Earliest depictions of the infinite

Question

1. What are some of the earliest graphics (drawings/carvings/etc.) clearly attempting to depict some concept of the infinite (infinite divisibility or embeddings, infinite extension, infinite number)?

2. What are some of the earliest depictions of a line or curve extending to infinity in one direction? opposing directions?

Update:

The earliest depictions - don't ignore the plural form.

So far, the earliest examples are related naturally to temporal extension and religion, not surprisingly, given the diurnal, lunar, and seasonal cycles and the cycle in nature of birth and death.

Theoretical arguments concerning infinite geometric divisibility and extension are associated with the Greeks some 2,500 years ago.

The earliest mirrors were made at least 6,000 years ago, I expect some of the prosperous with exceptional mirrors at some time played with multiple reflections, which continue to amuse movie audiences today, made the mental leap to an infinite number, and felt compelled to record their observations and idea for others in schematics/drawings that may have survived somewhere, particularly since religious significance was often associated with people's reflections in mirrors. (I'd be interested in a verbal record of this as well.)

Look at the highly suggestive recursion of triangles in two columns of these 5,000-year-old [temple mosaics][1] of Uruk in ancient Sumeria.

[1]: http://math.wikia.com/wiki/Iraqi_mathematics

Answer 1

I will start with the second question first. Obviously, diagrams can only depict a finite pice of a line or curve, so we wouldn't "clearly" know if infinite extension is meant unless there is an accompanying text saying so. It is unlikely that practical geometrical concerns of ancient Egyptians and others encouraged recording such thoughts even if they did occur, which is likely. Ancient Greeks were first to start recording abstractions of this sort, and as far as I know the earliest surviving record is postulate 2 in Euclid's Elements: "let it be given that a finite straight line can be produced continuously in a straight line". Postulate 2 most likely dates to late Pythagoreans like Hippocrates and Oenopides of Chios (5th century BC), and the tradition attributes an even earlier proposition (about parallels cutting an angle), which can be generously read as implying indefinite extension, to Thales of Miletus (6th century BC). But was Thales, if it was him, the first to conceive of an infinitely extending line? Probably not.
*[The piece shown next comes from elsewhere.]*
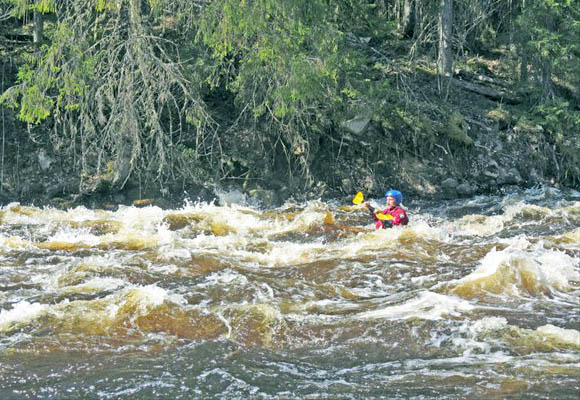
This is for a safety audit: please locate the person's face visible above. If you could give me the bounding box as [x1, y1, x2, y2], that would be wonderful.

This illustrates the difficulties with finding "the earliest symbol" in general. Here are two contenders for the first question.

Ankh, ancient Egyptian symbol for "mythical eternal life" and "rebirth", similar in meaning to also ancient Egyptian scarab, and later Ouroboros, unbroken circle, "snake biting its own tail". Medieval alchemists occasionally twisted the circle into a horizontal figure 8, which may or may not have inspired John Wallis to introduce $\infty$ into mathematics in 1667. Alternative theory is that he simply closed Greek $\omega$.

Endless knot, Shrivatsa in sanskrit, "an ancient symbol representing the interweaving of the Spiritual path, the flowing of Time and Movement within That Which is Eternal".

Answer 2

Certainly not the earliest, but Escher liked these hyperbolic tessellations, which show the infinite in a finite space...